Heart of Darkness is a critique of European imperialism. Marlow's aunt helps secure a job for him with in Africa working as a steamboat captain for a trading company in the the Belgian Congo. She interprets the job idealistically, seeing her nephew as helping in the noble European mission of spreading "civilization" and Christianity to native peoples. The aunt sees Marlow as a saintly figure for going to Africa: as
an emissary of light, something like a lower sort of apostle. There had been a lot of such rot let loose in print and talk just about that time, and the excellent woman, living right in the rush of all that humbug, got carried off her feet.
Instead, Marlow finds himself in a horror story of corruption, exploitation, and cruelty in the "heart of darkness" where all that matters is the profit brought to the company from collecting ivory.
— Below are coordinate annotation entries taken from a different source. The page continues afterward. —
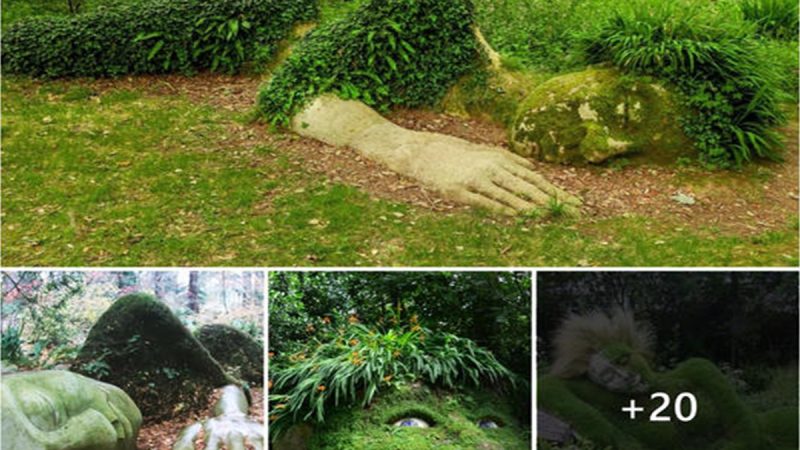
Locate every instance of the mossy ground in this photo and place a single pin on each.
(127, 176)
(453, 418)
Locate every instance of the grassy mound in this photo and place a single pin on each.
(140, 346)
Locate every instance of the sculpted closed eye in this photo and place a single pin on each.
(412, 422)
(487, 424)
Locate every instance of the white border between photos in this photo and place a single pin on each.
(532, 270)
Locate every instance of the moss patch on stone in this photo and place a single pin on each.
(597, 114)
(238, 353)
(139, 345)
(491, 93)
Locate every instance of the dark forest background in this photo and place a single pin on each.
(741, 319)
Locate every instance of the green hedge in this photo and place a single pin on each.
(385, 53)
(153, 36)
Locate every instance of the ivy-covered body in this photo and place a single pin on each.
(453, 417)
(385, 53)
(152, 36)
(581, 391)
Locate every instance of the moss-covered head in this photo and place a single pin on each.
(455, 419)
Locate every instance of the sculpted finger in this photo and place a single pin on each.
(475, 199)
(516, 159)
(544, 185)
(236, 442)
(257, 443)
(507, 197)
(512, 183)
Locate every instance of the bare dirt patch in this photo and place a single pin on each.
(761, 197)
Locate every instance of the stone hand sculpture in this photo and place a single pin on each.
(55, 410)
(470, 173)
(230, 428)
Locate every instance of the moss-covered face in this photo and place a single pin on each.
(419, 418)
(619, 369)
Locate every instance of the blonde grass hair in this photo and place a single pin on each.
(582, 335)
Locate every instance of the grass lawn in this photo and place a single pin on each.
(125, 177)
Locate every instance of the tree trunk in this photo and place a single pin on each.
(193, 296)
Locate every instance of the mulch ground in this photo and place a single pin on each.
(161, 435)
(759, 198)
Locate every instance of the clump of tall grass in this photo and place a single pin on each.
(731, 93)
(359, 362)
(773, 18)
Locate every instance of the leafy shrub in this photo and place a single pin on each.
(385, 53)
(358, 362)
(773, 18)
(733, 95)
(11, 344)
(153, 36)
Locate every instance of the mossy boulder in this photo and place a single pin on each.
(238, 353)
(597, 114)
(57, 409)
(139, 345)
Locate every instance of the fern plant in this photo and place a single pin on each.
(773, 18)
(358, 362)
(732, 95)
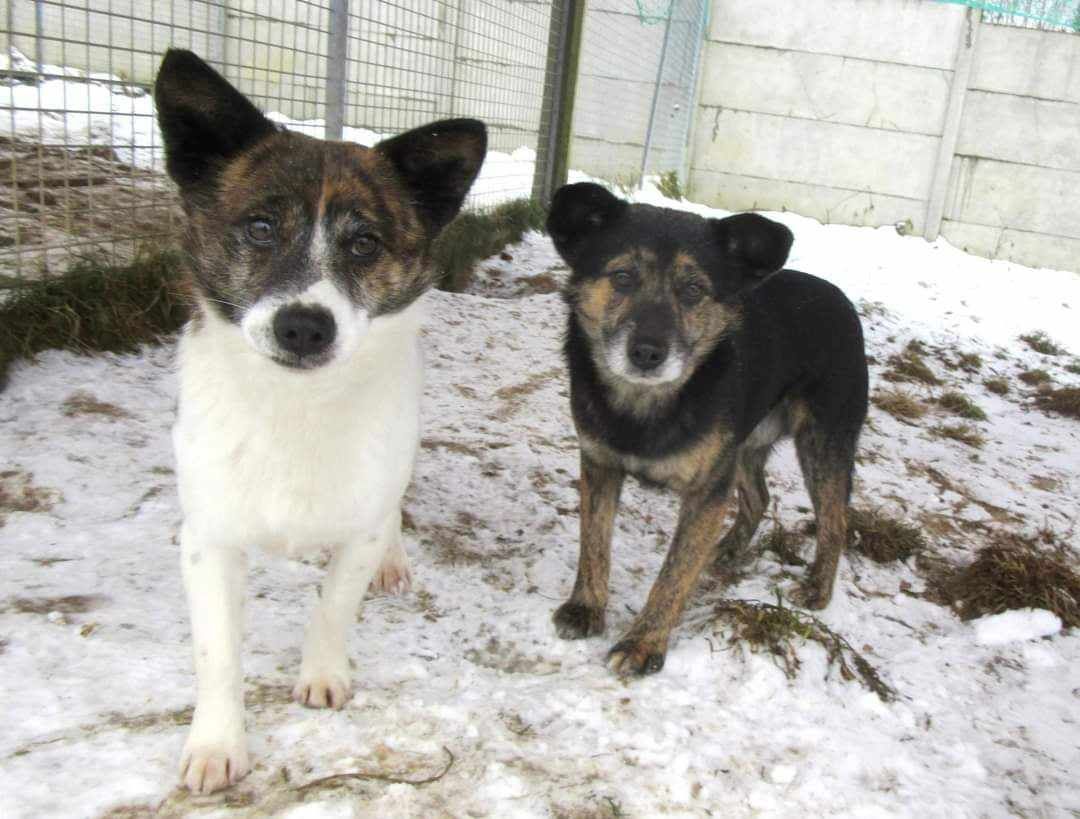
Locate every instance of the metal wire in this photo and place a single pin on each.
(636, 89)
(81, 162)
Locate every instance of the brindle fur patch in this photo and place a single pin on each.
(298, 183)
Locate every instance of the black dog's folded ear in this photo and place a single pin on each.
(579, 210)
(203, 119)
(754, 242)
(439, 163)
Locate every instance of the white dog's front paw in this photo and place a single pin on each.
(393, 575)
(210, 766)
(322, 690)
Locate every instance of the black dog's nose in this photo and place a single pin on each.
(647, 354)
(304, 331)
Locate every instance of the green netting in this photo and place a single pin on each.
(1061, 14)
(653, 11)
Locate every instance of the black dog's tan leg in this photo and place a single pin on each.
(753, 501)
(582, 615)
(826, 470)
(645, 645)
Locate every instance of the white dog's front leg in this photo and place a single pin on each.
(215, 754)
(325, 681)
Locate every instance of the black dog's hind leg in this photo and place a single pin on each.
(827, 462)
(582, 615)
(753, 501)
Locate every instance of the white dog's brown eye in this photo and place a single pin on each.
(259, 231)
(623, 280)
(364, 245)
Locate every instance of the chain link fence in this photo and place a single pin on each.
(1051, 15)
(81, 160)
(636, 89)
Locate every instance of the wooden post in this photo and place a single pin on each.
(961, 74)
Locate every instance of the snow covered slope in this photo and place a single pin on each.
(96, 679)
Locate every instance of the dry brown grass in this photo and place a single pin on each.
(959, 404)
(900, 404)
(777, 631)
(962, 432)
(1011, 573)
(881, 537)
(1035, 377)
(1065, 401)
(1042, 344)
(909, 365)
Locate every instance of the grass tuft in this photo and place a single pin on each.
(94, 308)
(970, 362)
(1041, 343)
(1011, 573)
(1035, 377)
(775, 630)
(900, 404)
(960, 404)
(1065, 401)
(909, 365)
(962, 432)
(881, 537)
(475, 235)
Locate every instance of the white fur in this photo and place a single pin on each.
(619, 363)
(292, 460)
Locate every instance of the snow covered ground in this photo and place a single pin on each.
(96, 680)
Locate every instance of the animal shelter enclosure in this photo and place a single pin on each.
(83, 171)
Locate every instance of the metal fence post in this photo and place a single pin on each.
(961, 72)
(337, 56)
(556, 109)
(656, 92)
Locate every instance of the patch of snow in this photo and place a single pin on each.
(1015, 626)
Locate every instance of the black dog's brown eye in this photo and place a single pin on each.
(259, 231)
(365, 245)
(691, 293)
(623, 280)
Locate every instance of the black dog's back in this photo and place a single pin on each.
(801, 337)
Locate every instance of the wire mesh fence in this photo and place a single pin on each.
(82, 171)
(1053, 15)
(636, 88)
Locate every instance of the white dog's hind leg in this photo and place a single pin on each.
(325, 681)
(393, 575)
(215, 754)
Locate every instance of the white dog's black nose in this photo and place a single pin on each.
(647, 354)
(304, 331)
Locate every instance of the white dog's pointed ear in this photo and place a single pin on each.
(203, 119)
(579, 210)
(439, 163)
(755, 243)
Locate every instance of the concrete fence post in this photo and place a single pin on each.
(337, 57)
(961, 75)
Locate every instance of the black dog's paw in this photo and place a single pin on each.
(577, 620)
(636, 657)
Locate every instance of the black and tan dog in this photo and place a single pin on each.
(689, 357)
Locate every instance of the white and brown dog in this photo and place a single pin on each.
(300, 371)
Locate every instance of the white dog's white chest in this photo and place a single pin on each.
(295, 460)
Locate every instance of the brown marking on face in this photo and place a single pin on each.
(297, 183)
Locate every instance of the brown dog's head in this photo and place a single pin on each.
(299, 242)
(653, 289)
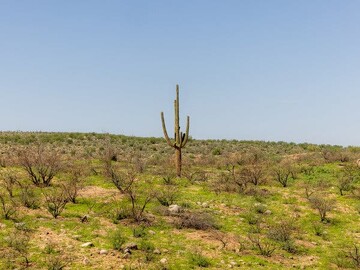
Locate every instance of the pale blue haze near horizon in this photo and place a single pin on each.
(248, 70)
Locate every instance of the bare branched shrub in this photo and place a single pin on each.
(18, 241)
(356, 192)
(28, 196)
(322, 205)
(122, 180)
(221, 237)
(198, 221)
(167, 195)
(344, 183)
(347, 178)
(7, 206)
(254, 173)
(9, 179)
(194, 175)
(262, 245)
(283, 232)
(283, 173)
(354, 255)
(139, 199)
(73, 183)
(40, 164)
(55, 200)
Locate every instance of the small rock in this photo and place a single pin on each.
(268, 212)
(174, 208)
(131, 246)
(126, 256)
(86, 261)
(205, 205)
(87, 244)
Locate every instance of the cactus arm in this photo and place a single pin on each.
(164, 130)
(185, 140)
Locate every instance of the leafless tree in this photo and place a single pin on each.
(40, 164)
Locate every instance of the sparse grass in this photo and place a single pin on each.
(310, 244)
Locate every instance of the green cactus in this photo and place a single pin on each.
(180, 138)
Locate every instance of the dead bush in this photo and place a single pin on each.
(167, 195)
(18, 240)
(73, 184)
(322, 205)
(9, 179)
(40, 164)
(55, 200)
(8, 206)
(28, 196)
(197, 221)
(262, 245)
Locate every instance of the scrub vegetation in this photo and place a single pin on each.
(102, 201)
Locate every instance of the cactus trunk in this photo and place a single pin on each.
(180, 139)
(178, 161)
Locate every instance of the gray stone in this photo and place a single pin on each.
(268, 212)
(87, 244)
(174, 208)
(131, 246)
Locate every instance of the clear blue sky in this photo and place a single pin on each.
(248, 70)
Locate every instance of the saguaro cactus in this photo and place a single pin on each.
(180, 138)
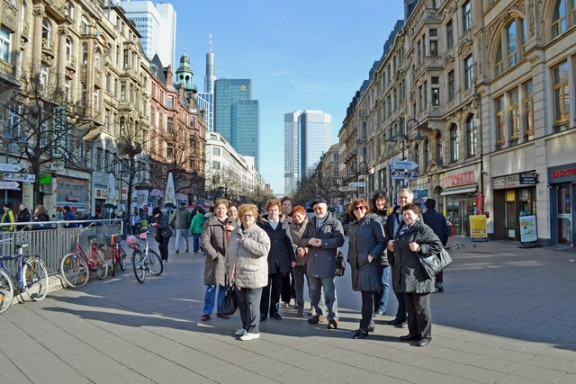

Kurtz, a figure who frightens those around Marlow, is tolerated by the company because he brings in the most ivory, and they turn a blind eye to rumors of his brutality and very strange behavior. When Marlow does come across him, Kurtz is dying, but he represents the extremes of European imperialism run amok: the skulls mounted around his camp attest to the cruelty and terror with which he runs his business enterprise as a demigod.
Kurtz represents the reality of European imperialism and greed that Conrad is intent on exposing: while Kurtz has in his possession a propaganda pamphlet about bringing civilization to Africa, Kurtz has written on it "Exterminate all the brutes!" These four words express the real intent of European imperialism in Africa and the level of greed and brutality to which Europe has stooped.
While Marlow continues to lie to the women back home about what is going on in Africa, refusing to shatter Kurtz's fiancée's illusions about her dead beloved, Conrad wrote the novel to expose the truth that European imperialism was an evil system.